The implementation uses a (modified) threadpool from here.
and builds and adds a bunch of tasks for the threadpool from this function
void doWork(float *T, float *E, float SF, int numNodes)
{
// Critical for performance that these loops vectorize.....
for (int nodeCounter = 0; nodeCounter < numNodes; nodeCounter++){
T[nodeCounter] += E[nodeCounter] * SF;
}
};
using this construct,
tp.enqueue(std::bind(&doWork, timeStepDisplacements.T1, T1MODE, T1MPF, numNodes));
in my tests, numNodes is 1,000,000 and I call this routine 3 times (with different arrays) for each of 50 outer loops. I have another loop (100) around the outside of this too, so my test code is generating 15,000 of these tasks with each task carrying out 1,000,000 multiply adds.

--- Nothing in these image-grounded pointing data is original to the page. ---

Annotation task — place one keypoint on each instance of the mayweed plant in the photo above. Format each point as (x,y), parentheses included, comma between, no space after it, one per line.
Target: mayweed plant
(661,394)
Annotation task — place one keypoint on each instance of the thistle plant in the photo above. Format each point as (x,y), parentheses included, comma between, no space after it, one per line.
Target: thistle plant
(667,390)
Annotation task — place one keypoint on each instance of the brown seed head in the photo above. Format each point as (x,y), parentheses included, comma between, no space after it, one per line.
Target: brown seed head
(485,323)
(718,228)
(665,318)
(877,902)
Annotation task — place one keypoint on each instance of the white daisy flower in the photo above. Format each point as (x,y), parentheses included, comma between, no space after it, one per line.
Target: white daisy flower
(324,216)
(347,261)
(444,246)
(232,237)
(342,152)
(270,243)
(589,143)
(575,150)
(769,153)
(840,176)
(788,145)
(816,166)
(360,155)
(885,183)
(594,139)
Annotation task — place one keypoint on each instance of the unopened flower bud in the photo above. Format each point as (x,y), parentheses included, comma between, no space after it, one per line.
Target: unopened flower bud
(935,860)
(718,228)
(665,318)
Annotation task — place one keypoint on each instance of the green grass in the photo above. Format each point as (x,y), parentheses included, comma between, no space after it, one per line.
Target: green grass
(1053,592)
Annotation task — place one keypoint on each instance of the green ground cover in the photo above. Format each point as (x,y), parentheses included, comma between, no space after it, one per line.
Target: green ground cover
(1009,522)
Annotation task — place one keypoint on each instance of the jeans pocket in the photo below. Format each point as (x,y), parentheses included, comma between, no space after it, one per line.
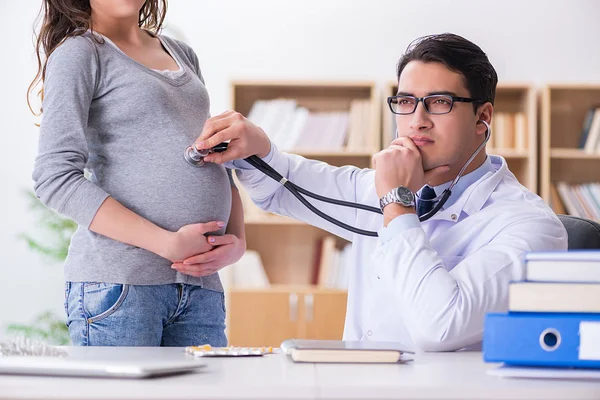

EDIT : Corrected outer loop count to 100 and number of tasks from 7,500 to 15,000
When I set up my threadpool with 8, 16 or more threads, the performance is only marginally better than the serial code - say 8.8 seconds v's 9.3.
So my question is why is the performance improvement so small?
NOTE - If use a different task routine (work_proc below) the same threadpool setup shows great performance gains.
void work_proc()
{
int i = 555;
std::random_device rd;
std::mt19937 rng(rd());
// build a vector of random numbers
std::vector<int> data;
data.reserve(100000);
std::generate_n(std::back_inserter(data), data.capacity(), [&](){ return rng(); });
std::sort(data.begin(), data.end());
}
I have no problem posting the entire code - but I figured I'd start with just these key pieces.
Thanx in advance for any insight that be offered.